The future is not now, but it is very soon
If you scroll through Sora’s introduction site, you may have a mini-panic attack. But excluding videos that OpenAI considers bugs, these are the best videos Sora can create right now, designed to demonstrate its capabilities.
Following this announcement , Sam Altman took to Twitter and asked users to send him replies so he could send them through Sora. He tweeted the final results of about eight options, and I doubt any of them would have made it onto the announcement page. The first attempt, “Half-duck, half-dragon flies through a beautiful sunset with a hamster dressed in adventure gear on his back,” was laughably bad and looked like something out of the first draft of a 2000s straight-to-DVD cartoon. .

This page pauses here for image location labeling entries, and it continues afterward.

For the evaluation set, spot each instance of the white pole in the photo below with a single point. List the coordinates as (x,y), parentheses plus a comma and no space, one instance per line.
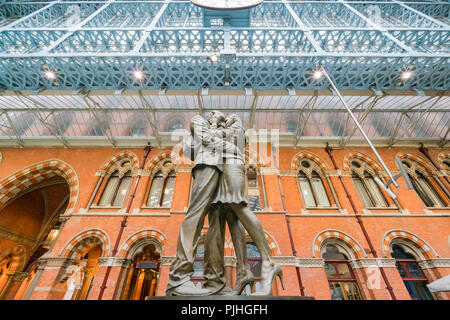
(360,128)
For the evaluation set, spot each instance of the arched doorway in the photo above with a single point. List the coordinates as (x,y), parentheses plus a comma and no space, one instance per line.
(29,220)
(411,273)
(80,277)
(143,275)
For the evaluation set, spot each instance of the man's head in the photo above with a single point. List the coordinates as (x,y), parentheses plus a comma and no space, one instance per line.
(216,116)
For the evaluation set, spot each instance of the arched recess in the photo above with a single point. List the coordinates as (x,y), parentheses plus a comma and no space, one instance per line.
(253,158)
(443,160)
(84,239)
(118,158)
(130,244)
(357,155)
(296,159)
(354,248)
(18,182)
(157,159)
(143,250)
(275,249)
(419,160)
(18,255)
(423,249)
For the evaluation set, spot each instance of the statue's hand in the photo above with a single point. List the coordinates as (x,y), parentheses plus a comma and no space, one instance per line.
(230,120)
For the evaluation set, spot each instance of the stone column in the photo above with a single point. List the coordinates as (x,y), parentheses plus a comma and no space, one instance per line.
(116,265)
(369,278)
(229,265)
(13,284)
(49,281)
(435,269)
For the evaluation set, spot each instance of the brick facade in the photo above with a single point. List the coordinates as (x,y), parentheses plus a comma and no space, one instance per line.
(86,225)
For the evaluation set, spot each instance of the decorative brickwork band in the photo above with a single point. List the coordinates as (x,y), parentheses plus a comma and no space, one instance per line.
(296,160)
(441,157)
(18,255)
(252,157)
(229,248)
(118,157)
(419,160)
(138,236)
(417,242)
(357,155)
(11,186)
(85,239)
(169,155)
(326,235)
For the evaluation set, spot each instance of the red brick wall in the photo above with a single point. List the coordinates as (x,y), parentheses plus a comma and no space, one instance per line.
(433,229)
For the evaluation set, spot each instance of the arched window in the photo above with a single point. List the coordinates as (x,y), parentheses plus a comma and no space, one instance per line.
(411,273)
(117,186)
(368,189)
(199,263)
(341,278)
(174,125)
(421,180)
(139,128)
(143,274)
(254,260)
(79,282)
(311,185)
(252,187)
(162,185)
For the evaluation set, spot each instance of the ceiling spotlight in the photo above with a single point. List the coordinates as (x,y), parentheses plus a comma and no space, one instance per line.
(213,58)
(407,74)
(50,75)
(138,75)
(317,74)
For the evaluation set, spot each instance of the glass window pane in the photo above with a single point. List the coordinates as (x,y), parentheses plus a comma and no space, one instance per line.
(430,197)
(321,194)
(344,270)
(362,192)
(330,271)
(401,270)
(122,191)
(307,192)
(155,191)
(168,191)
(254,203)
(336,292)
(109,191)
(376,193)
(252,251)
(413,270)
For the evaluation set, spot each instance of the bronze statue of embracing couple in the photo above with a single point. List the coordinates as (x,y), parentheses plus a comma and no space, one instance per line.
(217,147)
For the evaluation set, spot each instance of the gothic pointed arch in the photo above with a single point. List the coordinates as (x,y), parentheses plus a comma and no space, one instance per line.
(18,256)
(154,236)
(420,247)
(115,163)
(326,236)
(86,239)
(14,184)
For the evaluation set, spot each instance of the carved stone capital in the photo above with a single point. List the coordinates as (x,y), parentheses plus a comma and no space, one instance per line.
(48,262)
(16,237)
(18,276)
(372,263)
(229,261)
(167,260)
(285,260)
(310,263)
(268,171)
(114,262)
(434,263)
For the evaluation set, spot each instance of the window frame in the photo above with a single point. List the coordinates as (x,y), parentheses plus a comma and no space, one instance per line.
(314,168)
(166,173)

On the other hand , the end result of “two golden retrievers podcasting on top of a mountain” was confusing: it looks like someone took footage of all the assets and quickly edited them on top of each other. It doesn’t look as “real” as it does photoshopped, which again raises the question of what exactly Sora is trained to do:
These quick demos did make me feel a little better, but nothing more. I don’t think Sora is at the point where it can create realistic, indistinguishable videos on a whim. There are probably thousands upon thousands of results that OpenAI went through before settling on the highlights we see in its announcement.
But that doesn’t mean Sora isn’t scary. It won’t take much research or time to improve it. I mean, 10 months ago, this is where AI video creation was . I wonder what Sora would say if he was given the same clue:
OpenAI is adamant that it takes proper precautions: it is currently working with red teams on harm reduction research and wants to give Sora-generated content a watermark similar to other artificial intelligence programs so you can always tell when something has been created using OpenAI technology. .
But I mean, come on : some of these videos are too good. We don’t pay attention to things that may deceive you at first glance, but look fake in retrospect. It’s hard to believe that some of these videos aren’t real. If this material can impress those of us who watch AI content for a living, then how does the average social media user know that a realistic video on their Facebook feed was created by robots?
Without going into too much detail, more than 50 countries will have high-stakes elections this year , and in the United States , AI has already been used to try to deceive voters —and that was just through audio . This year you’ll really have to turn your bullshit detectors to maximum because I think we’ll see some of the most compelling multimedia scams and disinformation campaigns yet.
You guys better hope these watermarks actually work. It’s going to be a wild ride.